Ensuite, pour faire le lien avec ma réponse précédente et puisque vous avez fait référence aux taux d'imposition très élevés dont doivent s'acquitter la plupart des Français, je précise qu'il me paraît important de lutter partout contre la suroptimisation fiscale, c'est-à-dire les comportements abusifs. À la suite des nombreux rapports parlementaires relatifs à cette question, il nous faut travailler à l'Assemblée nationale et au Sénat, puis en commission mixte paritaire.
La boussole doit rester la même : protéger ceux qui prennent des risques, qui investissent et qui créent des richesses et de l'emploi. Je pense en particulier à la nécessité de défendre notre tissu de PME et d'entreprises de taille intermédiaire (ETI) industrielles contre ceux qui veulent supprimer le pacte Dutreil, une mesure qui serait véritablement criminelle pour notre économie et pour notre tissu productif.
Mme Valérie Boyer. Ce n'est pas la question !
M. David Amiel, ministre délégué. Enfin, nous devons améliorer la reconnaissance du travail. Les Français ne sont pas en mesure d'acheter un premier appartement ou une première maison sans apport de leurs parents. Ils ne parviennent plus à s'en sortir – l'héritage devient dès lors un débat –, parce que le travail ne paie plus assez. (Exclamations sur des travées des groupes SER, CRCE-K et GEST.)
Mme Cathy Apourceau-Poly. Nous sommes bien d'accord !
M. le président. Il faut conclure.
M. David Amiel, ministre délégué. À court terme, nous devons nous attaquer à ce problème dans le projet de loi de finances.

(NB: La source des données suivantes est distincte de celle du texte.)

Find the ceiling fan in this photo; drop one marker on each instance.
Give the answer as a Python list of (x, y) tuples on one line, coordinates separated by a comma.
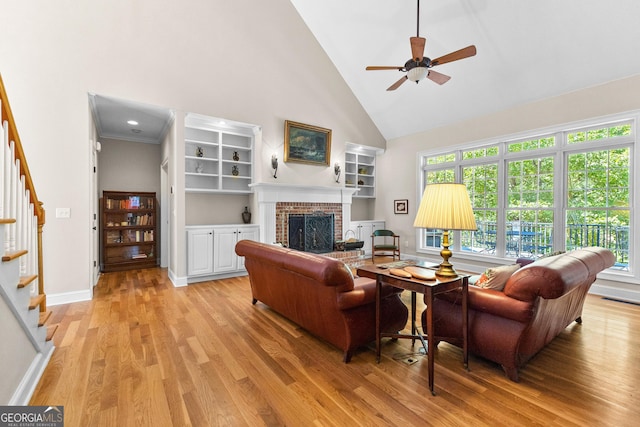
[(419, 66)]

M. le président. La parole est à Mme Valérie Boyer, pour la réplique.
Mme Valérie Boyer. Monsieur le ministre, il est temps de vous reconnecter au peuple réel. (Exclamations ironiques sur les travées des groupes SER, CRCE-K et GEST. ) Préserver l'héritage, c'est préserver la France. Les Français attendent de la justice fiscale, pas la lutte des classes pour assurer leur succession familiale. (Applaudissements sur les travées du groupe Les Républicains.)
Comme mon groupe le demande avec constance depuis des années, il faut réduire les taxes en vigueur en agissant sur les niches, qui déséquilibrent l'ensemble du système, respecter le deuil, en allongeant, comme le demande M. Rapin, le délai légal d'acquittement des droits et favoriser les donations et transmissions en lignes directe et indirecte, démesurément taxées.
M. le président. Il faut conclure.
Mme Valérie Boyer. Protéger l'héritage, c'est préserver la cohésion de notre Nation et maintenir le fil invisible entre les générations, celui du travail, de la responsabilité et de l'espérance. (Applaudissements sur les travées du groupe Les Républicains.)
dermatose nodulaire
M. le président. La parole est à M. Serge Mérillou, pour le groupe Socialiste, Écologiste et Républicain. (Applaudissements sur les travées du groupe SER. – Mme Marie-Claude Varaillas applaudit également.)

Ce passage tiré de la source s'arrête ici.